Выбрать главу

Правомочность введения в литературоведение именно такого языка является производной определенного уже сегодня диагноза, что язык – это явление, не распознаваемое полностью с помощью интроспективной рефлексии. Ибо эксперименты подтверждают, что ни крайние усилия этой рефлексии, ни поддержка ее названиями греческого происхождения не могут ликвидировать ее ненадежности. Труд языковеда-эмпирика кумулятивно-статистический, а не рефлексивно-аналитический, а его плодотворность демонстрируют возникающие при поддержке накопленного знания артикуляционные генераторы, алгоритмы переводов и т.п. Ведь из наблюдений вытекает, что говорящий человек, даже если он нарушает синтаксис, грамматику, логику, правила фразеологии, все-таки передает слушателю, как правило, смысл сказанного, а если мы это положение вещей сумеем объяснить, опираясь на доказательства того, что язык является самовосстанавливающимся кодом, генератор которого действует квантово и стохастично, – определений такого типа ни в коей мере не удастся встроить в феноменологическую теорию или переложить на ее язык. Таким образом мы видим, что кумулятивная мощь опыта позволяет нам добраться до таких свойств языка, которые принципиально недоступны отдельным говорящим в самонаблюдении, и уже это является достаточной мотивацией для того, чтобы подвергнуть сомнению доктрину, базовые понятия которой не могут быть проверены эмпирически.

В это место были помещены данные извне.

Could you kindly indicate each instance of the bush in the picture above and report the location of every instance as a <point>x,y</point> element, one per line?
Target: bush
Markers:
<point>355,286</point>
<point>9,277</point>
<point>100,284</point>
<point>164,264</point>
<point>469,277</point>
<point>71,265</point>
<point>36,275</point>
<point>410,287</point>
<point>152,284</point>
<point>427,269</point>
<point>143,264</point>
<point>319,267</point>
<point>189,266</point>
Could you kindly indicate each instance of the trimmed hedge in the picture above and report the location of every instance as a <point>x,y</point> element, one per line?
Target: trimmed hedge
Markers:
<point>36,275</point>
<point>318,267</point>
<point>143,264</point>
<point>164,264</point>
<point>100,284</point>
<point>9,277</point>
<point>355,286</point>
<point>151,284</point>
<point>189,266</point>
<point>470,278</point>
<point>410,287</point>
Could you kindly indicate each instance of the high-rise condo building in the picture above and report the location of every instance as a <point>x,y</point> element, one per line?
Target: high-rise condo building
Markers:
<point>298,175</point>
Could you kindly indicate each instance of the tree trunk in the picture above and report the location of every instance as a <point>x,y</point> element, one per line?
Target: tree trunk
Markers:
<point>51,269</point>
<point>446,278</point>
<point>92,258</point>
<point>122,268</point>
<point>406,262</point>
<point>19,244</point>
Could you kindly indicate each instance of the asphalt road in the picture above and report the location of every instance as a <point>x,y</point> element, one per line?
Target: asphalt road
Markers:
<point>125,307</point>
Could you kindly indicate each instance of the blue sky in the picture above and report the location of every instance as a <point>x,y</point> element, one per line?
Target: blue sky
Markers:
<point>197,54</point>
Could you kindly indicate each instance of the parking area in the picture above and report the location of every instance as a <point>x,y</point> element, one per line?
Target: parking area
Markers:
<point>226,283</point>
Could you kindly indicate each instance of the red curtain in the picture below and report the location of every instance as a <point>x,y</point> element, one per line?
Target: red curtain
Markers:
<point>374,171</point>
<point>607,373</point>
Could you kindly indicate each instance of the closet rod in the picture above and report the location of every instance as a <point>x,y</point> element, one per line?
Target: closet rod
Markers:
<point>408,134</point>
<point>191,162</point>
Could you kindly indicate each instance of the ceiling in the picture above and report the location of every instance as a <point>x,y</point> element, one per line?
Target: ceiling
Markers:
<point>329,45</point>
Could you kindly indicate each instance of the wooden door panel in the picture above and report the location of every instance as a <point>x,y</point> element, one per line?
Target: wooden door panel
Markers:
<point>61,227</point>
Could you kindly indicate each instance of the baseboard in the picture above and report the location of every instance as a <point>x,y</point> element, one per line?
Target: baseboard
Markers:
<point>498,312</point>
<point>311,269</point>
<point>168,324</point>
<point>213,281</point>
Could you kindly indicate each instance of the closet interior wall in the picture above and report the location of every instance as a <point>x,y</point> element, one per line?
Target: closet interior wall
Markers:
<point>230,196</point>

«Философия случая» является полемикой с феноменологической позицией в частности потому, что переструктурирование определенного универсума диспута легче и более точно в том случае, когда в распоряжении уже имеется опора (пусть даже оспариваемая в целом) в виде готовой классификации и систематики того, что исследуется. Впрочем, правда о природе произведения интересовала меня намного больше, нежели желание разбить концепцию Ингардена. Если я и сравнил феноменологический образ произведения с плодом Птолемея, то без тени злобного намерения, поскольку космос Птолемея был шагом, ведущим к вселенной Коперника, как в историческом, так и в логическом смысле: именно в этом состоит этапность любой диахронии познания. Если же в глазах критического читателя я выглядел самозванцем, именуемым «besserwisser»[6], оправданием мне может служить апелляция к общим тенденциям, господствующим в науке, которые я вовсе не вымыслил.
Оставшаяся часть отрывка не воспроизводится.